Unfortunately, based on the number of SNPs available in this dataset, this method only creates 144 LD blocks, which does not seem like enough to fit complex models. While the authors do seem to do some LD control by eliminating some SNPs before analysis, it seems that this control could be insufficient.

Finally, I was thinking about potential bootstrapping methods for assessing uncertainty in mash weights on covariance matrices. One potential method would be to sample one SNP from each LD block repeatedly, fit the mash model, and then look at the distribution of fitted weights. I believe that this method will likely work for most datasets. However, if the correlation between effects within each LD block is extremely high, this might underestimate uncertainty in the fitted weights. Instead, it might be better to sample some set of LD blocks, then sample one SNP from each block, and then fit the model. This would effectively simulate sampling data from a population even if the effects in each LD block were perfectly correlated in the dataset.

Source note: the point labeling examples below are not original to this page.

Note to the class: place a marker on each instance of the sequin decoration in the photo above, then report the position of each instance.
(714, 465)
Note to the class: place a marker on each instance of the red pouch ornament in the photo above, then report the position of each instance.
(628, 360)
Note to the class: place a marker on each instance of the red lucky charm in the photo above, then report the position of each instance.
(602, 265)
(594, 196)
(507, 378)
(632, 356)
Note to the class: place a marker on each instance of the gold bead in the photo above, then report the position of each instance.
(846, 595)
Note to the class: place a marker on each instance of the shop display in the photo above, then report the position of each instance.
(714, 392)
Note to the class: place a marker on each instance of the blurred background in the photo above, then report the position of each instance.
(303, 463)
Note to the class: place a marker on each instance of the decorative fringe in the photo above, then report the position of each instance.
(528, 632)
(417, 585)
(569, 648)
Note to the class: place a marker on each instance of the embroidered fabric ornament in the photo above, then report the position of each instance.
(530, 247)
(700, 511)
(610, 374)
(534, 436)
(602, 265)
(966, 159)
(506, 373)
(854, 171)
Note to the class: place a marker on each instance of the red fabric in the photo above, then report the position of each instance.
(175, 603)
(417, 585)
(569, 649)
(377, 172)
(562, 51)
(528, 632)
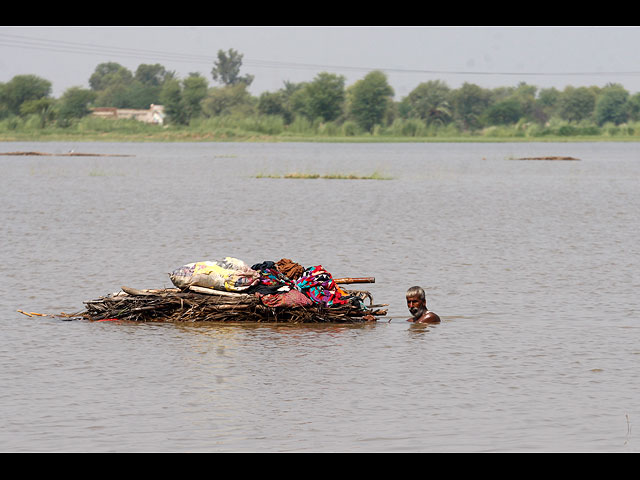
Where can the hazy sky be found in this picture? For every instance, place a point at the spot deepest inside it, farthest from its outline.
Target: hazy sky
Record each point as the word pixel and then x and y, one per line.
pixel 487 56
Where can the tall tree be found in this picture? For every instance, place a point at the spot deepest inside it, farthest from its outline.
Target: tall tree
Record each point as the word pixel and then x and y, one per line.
pixel 576 104
pixel 429 101
pixel 470 102
pixel 370 99
pixel 226 69
pixel 612 105
pixel 21 89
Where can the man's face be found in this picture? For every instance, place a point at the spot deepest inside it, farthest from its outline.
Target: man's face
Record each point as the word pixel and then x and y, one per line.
pixel 415 305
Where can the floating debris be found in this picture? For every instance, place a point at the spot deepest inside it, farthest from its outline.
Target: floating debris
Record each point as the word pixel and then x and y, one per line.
pixel 547 158
pixel 230 291
pixel 68 154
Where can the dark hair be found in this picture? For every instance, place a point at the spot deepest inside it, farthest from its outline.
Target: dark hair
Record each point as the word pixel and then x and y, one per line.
pixel 417 292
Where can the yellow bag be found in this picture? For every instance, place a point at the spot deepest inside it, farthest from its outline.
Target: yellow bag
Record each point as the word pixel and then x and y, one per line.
pixel 229 274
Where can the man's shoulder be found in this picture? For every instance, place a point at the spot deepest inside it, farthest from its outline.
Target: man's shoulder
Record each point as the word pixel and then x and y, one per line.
pixel 430 317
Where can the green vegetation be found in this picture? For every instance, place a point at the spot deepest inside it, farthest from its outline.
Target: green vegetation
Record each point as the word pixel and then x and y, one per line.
pixel 329 176
pixel 323 109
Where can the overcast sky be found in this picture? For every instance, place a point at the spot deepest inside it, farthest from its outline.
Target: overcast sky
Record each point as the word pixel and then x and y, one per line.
pixel 487 56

## Revising the STAN Model and Fitting it to the Drosophila Dataset

Recall from last week the following model:

Assume that we have SNPs labelled $1, ..., n$, where SNP $i$ has true effect $\theta_{i}$. Then, assume each value of $\theta$ is drawn independently as 

\begin{equation*}
\theta_{1}, ..., \theta_{n} \sim N(\mu_{\theta}, \sigma_{\theta}^{2}),
\end{equation*}

where we put flat, uninformative priors on $\mu_{\theta}$ and $\sigma_{\theta}^{2}$.

Then, assume we have observations $h_{1}, ..., h_{n}$ in the high sugar group with standard errors $s_{1h}, ..., s_{nh}$, and observations $c_{1}, ..., c_{n}$ with standard errors $s_{1c}, ..., s_{nc}$. We also assume there exists an amplification coefficient $\alpha$ for the effect in the high sugar group, which we give a flat, uninformative prior. Then, we have the following sampling statements:

\begin{align*}
c_{i} &\sim N(\theta_{i}, s_{ic}^{2})\\
h_{i} &\sim \pi_{0}N(\theta_{i}, s_{ih}^{2}) +  (1-\pi_{0})N((1 + \alpha)\theta_{i}, s_{ih}^{2})
\end{align*}

Where $\pi_{0}$ is a mixture component (with an uninformative prior) indicating the probability of drawing an $h_{i}$ without amplification.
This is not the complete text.